I appreciate that the author raises the question of why our culture is so focused on gender classification from birth and compartmentalizing what’s acceptable for each (of two only) gender and what’s not:  dress, play, jobs.  It’s accepted that Rosie is a physician, a “boy” job until reasonably recently, but Penn “doesn’t work” according to much of their community.  Our culture has broken down many previously gender specific roles and rights—girls can be educated, drive cars, own property, do “boy” jobs, make money, remain unmarried and choose to not be a mother, even live with and marry another woman.   We don’t always appreciate the strides our culture has made in this regard until we realize that not all cultures in the world allow these “basic” rights.  Less accepted but becoming more “normal” are men who choose to be stay-at-home dads or do “girl” jobs.  In our culture, acceptable “girl” dress has included pants for some 50 or so years.  Girls can enjoy “boy “games and play “boy” sports with boys in high school.  Even the Boy Scouts soon will let girls participate fully in their most prized program of seeking the Eagle Scout title.  So it seems the social pressure to declare a gender identity isn’t forced on a trans girl very early.   But our culture does not accept boys wearing “girls” clothes to school so parents are faced with a situation that will likely stretch their parenting skills and force uncomfortable decisions at a pretty early age, especially as a large fraction of kids attend day-care and/or pre-school.

 

Good books often lead the reader to read more—more from that author, more about a topic, etc.  This book definitely met this bar.

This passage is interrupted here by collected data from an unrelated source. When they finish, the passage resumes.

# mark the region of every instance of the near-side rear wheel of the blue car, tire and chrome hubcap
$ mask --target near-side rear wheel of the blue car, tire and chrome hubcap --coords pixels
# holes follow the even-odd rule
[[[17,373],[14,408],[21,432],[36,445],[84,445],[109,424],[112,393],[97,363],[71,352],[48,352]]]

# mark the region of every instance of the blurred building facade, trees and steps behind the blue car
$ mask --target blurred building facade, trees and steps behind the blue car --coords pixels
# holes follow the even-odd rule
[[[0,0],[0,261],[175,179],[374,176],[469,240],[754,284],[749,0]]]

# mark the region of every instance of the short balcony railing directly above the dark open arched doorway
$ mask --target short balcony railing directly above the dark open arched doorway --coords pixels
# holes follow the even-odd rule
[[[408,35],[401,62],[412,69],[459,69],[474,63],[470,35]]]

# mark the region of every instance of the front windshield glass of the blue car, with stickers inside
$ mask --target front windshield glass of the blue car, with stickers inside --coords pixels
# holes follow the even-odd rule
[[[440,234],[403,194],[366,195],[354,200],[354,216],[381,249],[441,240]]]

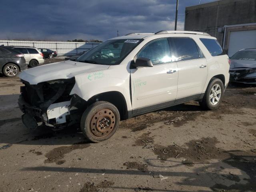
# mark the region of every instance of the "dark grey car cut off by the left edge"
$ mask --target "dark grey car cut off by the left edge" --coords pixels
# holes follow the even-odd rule
[[[7,77],[15,77],[26,70],[24,55],[6,46],[0,46],[0,73]]]

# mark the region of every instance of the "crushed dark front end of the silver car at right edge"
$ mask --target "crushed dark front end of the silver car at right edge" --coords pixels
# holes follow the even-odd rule
[[[256,68],[230,68],[230,82],[256,84]]]

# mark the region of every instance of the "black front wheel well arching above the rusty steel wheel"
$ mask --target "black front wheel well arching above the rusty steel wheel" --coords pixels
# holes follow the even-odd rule
[[[96,101],[107,101],[112,103],[118,109],[121,120],[128,118],[126,100],[122,93],[118,91],[100,93],[91,97],[87,102],[88,105],[90,105]]]

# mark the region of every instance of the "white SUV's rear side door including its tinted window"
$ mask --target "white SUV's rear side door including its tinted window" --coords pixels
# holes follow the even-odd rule
[[[178,66],[178,101],[195,98],[202,93],[208,69],[202,51],[192,38],[170,38]]]

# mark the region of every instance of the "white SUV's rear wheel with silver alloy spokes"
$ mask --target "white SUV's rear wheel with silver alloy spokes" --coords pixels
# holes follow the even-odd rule
[[[224,95],[224,85],[218,78],[212,78],[208,84],[200,106],[205,110],[214,110],[220,106]]]

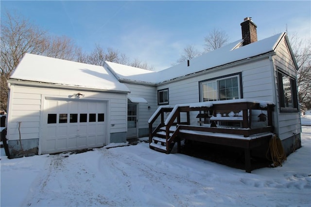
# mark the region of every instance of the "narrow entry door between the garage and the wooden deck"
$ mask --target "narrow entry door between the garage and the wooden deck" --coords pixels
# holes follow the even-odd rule
[[[135,138],[138,135],[137,107],[138,104],[135,103],[127,105],[127,138]]]

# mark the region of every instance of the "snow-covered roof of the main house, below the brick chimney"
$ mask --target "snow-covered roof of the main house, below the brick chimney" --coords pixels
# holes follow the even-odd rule
[[[272,52],[276,49],[277,44],[281,38],[283,38],[284,34],[285,33],[279,33],[246,46],[242,46],[243,40],[241,39],[191,59],[189,66],[187,63],[181,63],[158,72],[110,62],[105,62],[104,67],[108,66],[107,68],[110,69],[119,80],[158,84],[217,66]]]

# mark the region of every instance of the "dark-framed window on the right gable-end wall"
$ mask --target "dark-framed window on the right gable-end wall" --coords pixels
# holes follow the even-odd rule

I was prompted to (finally) read the chapter on Transgender in Far From the Tree:  Parents, Children, and the Search for Identity by Andrew Solomon, an extraordinary book that covers a wide range of “non-sameness” situations including Dwarfism, Down Syndrome, Autism, Schizophrenia, Disability, Prodigies, Rape, and Crime.   While the author doesn’t delineate in this book, I became aware of the benefits of suppressing puberty for a transgender child, the decisions that transgender can or must make, and the suffering that transgender people experience throughout their lives.  I now can allow this “non-sameness” situation into my consciousness and discuss it.  Author’s mission accomplished?

 

I look forward to the upcoming book discussion of this novel.  I expect the capable leader to enable an extraordinary experience for all participants.